The Garrier's name is thought to be derived, according to McNaught, from the Gaelic 'ruigh or righ' meaning 'fast running water' The Scots word 'Gaw' is also the term given to a 'cut made by a plough' or a furrow or channel made to draw off water.

The Garrier burn is now seasonal as its headwaters are the drained Buiston Loch, pronounced 'Biston', (previously Buston). The Garrier is still pronounced locally as 'Gawreer'.

==Habitats==
The site is now represented by a low, marshy area centred at NS 358 543 on the OS map. The Ordnance Survey maps of the mid-19th century indicate that the area was farming land devoid of marsh, bog, or wetland, however the area in 2010 is as stated above. The loch site is located away from significant human disturbance and is a favoured site for resting and feeding by migrating birds such as Canada geese, greylag and pink-footed geese.

==Micro-history==
The Royal Caledonian Curling Club records that a curling match took place on Wheatrig Loch on 11 December 1856.

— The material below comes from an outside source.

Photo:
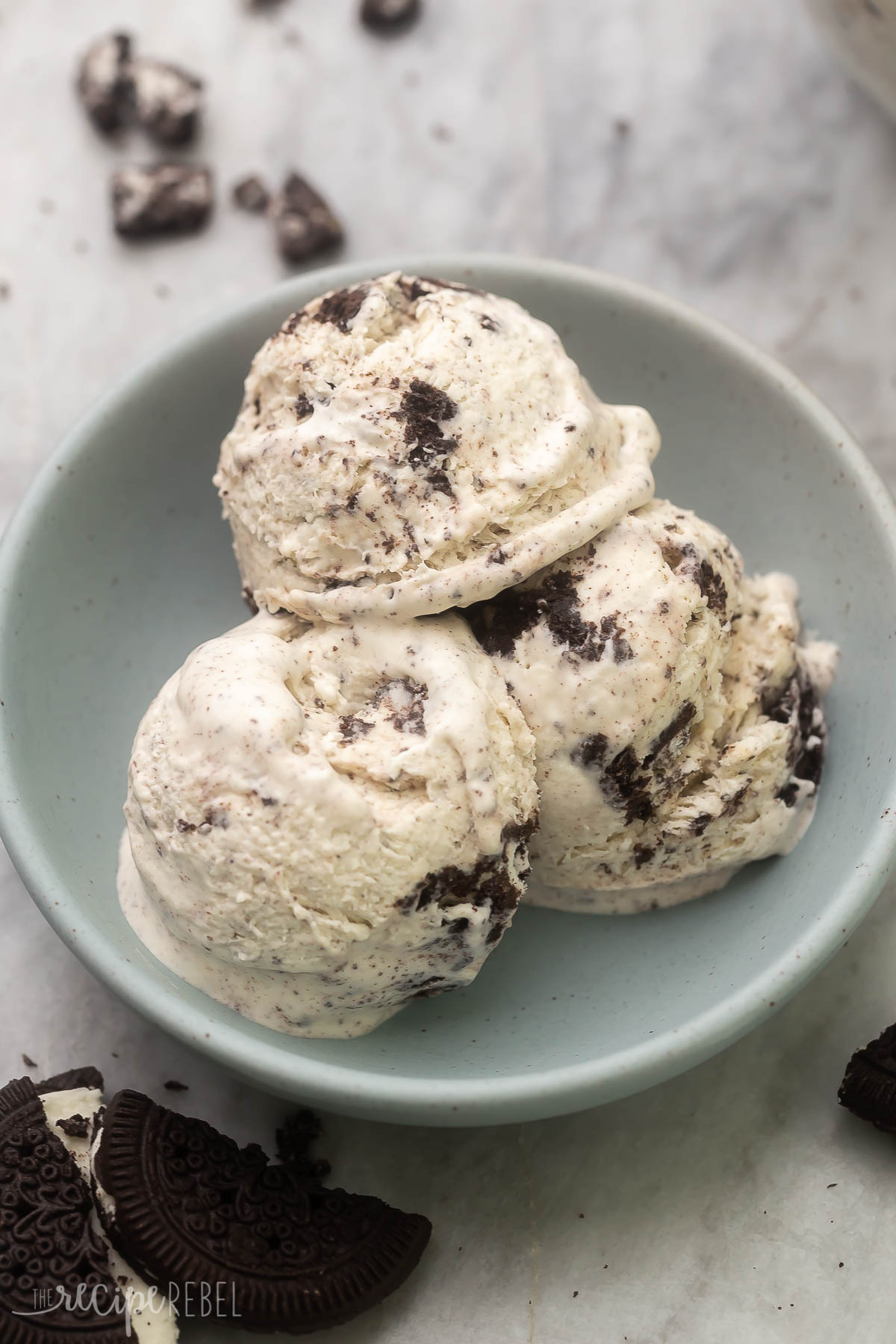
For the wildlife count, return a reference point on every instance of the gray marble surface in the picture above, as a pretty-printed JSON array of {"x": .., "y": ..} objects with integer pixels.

On 27 January 2009, a BP tanker train carrying liquid fuels (diesel and heating oil) from Mossend to Riccarton was derailed near the bridge over the Stewarton to Kilmaurs road at Peacockbank Farm. Several wagons subsequently caught fire. The Lochridge Burn was badly polluted and extensive pollution reparation works were carried out; the Garrier Burn escaped major contamination.